太平也喜愛跳舞,還會跳胡旋舞,從前時常入宮給天後跳舞。但沈夢昔卻無興趣,也從未跳過。
大型集體舞結束,長史夫人下場跳了一曲霓裳舞,這位夫人年紀二十一二歲的樣子,長得細眉長眼,櫻桃小口,面孔塗得白白的,臉蛋搽得紅紅的,環佩叮當,步步生蓮,到得院子中央,随着一陣秋風,她舉手起勢,顯出玲珑身材,柔軟腰肢,伴着舞曲輕柔起舞,那舞衣五彩斑斓,那舞姿美輪美奂,仿佛九天仙子降臨人間,衆人直看得如醉如癡。
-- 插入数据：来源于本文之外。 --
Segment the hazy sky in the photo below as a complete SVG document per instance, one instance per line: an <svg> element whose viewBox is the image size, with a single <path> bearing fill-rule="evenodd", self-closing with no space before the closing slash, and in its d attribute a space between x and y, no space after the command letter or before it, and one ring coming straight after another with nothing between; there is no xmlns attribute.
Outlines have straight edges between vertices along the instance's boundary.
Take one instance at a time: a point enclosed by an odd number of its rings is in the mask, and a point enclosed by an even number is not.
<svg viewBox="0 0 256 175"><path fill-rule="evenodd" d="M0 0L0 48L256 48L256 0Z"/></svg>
沈夢昔興趣不大,只是盯着長史夫人胸口露出的大片肌膚,心中暗暗擔心她動作太大,而使春光乍洩,直到一曲終了,長史夫人笑着施禮下來,她才松了一口氣。
第二日,刺史不敢帶衆人去那風月之地,幸而汴州有五湖四河環繞,可以賞景之處比比皆是。沈夢昔也好奇這未來清明上河圖的創作地,有着東京夢華之稱的八朝古都開封城,是何等繁榮,于是一衆人就上了畫舫,一番游覽。
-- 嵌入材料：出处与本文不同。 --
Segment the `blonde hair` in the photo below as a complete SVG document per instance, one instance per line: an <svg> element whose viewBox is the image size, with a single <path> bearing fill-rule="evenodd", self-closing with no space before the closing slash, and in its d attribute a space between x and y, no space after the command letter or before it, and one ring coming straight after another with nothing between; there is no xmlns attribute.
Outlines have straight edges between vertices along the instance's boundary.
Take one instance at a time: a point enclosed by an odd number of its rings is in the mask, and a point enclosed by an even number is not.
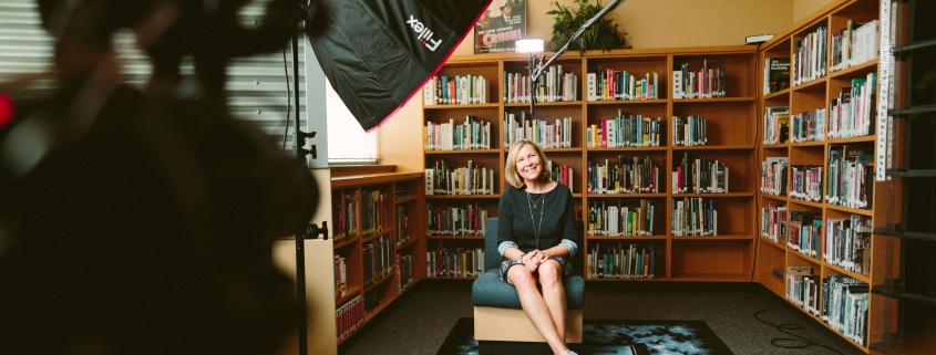
<svg viewBox="0 0 936 355"><path fill-rule="evenodd" d="M517 173L517 155L520 154L520 149L525 145L532 146L533 150L536 152L536 155L539 156L539 181L548 181L553 177L553 173L546 168L546 154L543 153L543 149L531 140L521 139L511 143L511 150L507 152L507 163L504 164L504 178L507 180L507 184L515 188L524 186L523 177L521 177L520 173Z"/></svg>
說實話,沈夢昔很想一身布衣,踩着石板路,慢慢感受着古城的人文歷史。
但她“沒有資格”。
此刻的畫舫,行于汴河之上,兩艘三層畫舫,分了男女乘坐,紅色廊柱,綠色廊檐,輕紗幔帳,衣香鬓影。
遠處的畫舫傳出古琴聲,一個女聲順着河上秋風飄來,“洛陽城裏見秋風,欲作家書意萬重。複恐匆匆說不盡,行人臨發又開封。”(此是百年後詩作,牽強用在此處。)
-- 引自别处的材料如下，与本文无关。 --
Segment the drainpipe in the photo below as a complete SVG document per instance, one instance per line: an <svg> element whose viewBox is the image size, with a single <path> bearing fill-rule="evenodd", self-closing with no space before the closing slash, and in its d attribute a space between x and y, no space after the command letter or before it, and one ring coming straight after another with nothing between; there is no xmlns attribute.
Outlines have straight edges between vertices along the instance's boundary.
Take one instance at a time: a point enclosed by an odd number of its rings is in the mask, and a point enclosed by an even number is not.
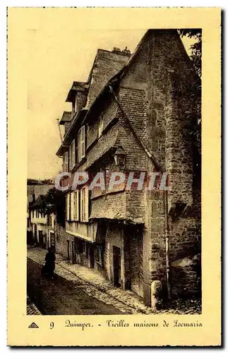
<svg viewBox="0 0 228 353"><path fill-rule="evenodd" d="M111 85L109 85L109 90L112 92L112 94L114 96L114 98L115 101L116 102L118 107L121 109L122 114L124 114L124 116L125 117L126 120L127 121L131 130L133 133L135 137L136 138L137 140L139 142L140 145L143 147L144 151L145 153L148 155L149 158L152 161L153 164L161 172L163 172L163 168L162 166L160 164L160 163L157 161L156 158L152 155L152 154L148 151L145 145L144 145L143 142L135 131L131 122L130 121L127 114L124 112L120 102L119 101ZM169 299L171 299L171 286L170 286L170 277L169 277L169 273L170 273L170 269L169 269L169 221L168 221L168 193L167 191L164 190L164 235L165 235L165 260L166 260L166 273L167 273L167 293L168 293L168 298Z"/></svg>
<svg viewBox="0 0 228 353"><path fill-rule="evenodd" d="M169 268L169 216L168 216L168 191L164 190L164 235L165 235L165 263L167 282L168 298L171 299L171 287L170 287L170 268Z"/></svg>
歌聲清麗細膩,充滿鄉愁,唱了一遍又一遍,也不知是那歌姬思鄉,還是點歌的客人念家。
那小畫舫被抛在後面,沈夢昔笑那詩句中的“開封”二字,正合了汴州将來的名字,暗暗稱奇。
忽然來了興致,就命清風取過玉笛,立在船舷側邊,看着不遠處的繁華街道,吹奏起一曲《故鄉的原風景》,旋律中,沈夢昔仿佛看到林立的高樓,看到黑土肥沃的農場......鹿兒感受到樂曲的情緒,不安地伸出小手,牽住母親的裙裾,畫舫中衆人從未聽過此曲,沉浸其中,各有心思。
一曲終了,沈夢昔見衆人愣神,笑了一下,“獻醜了。”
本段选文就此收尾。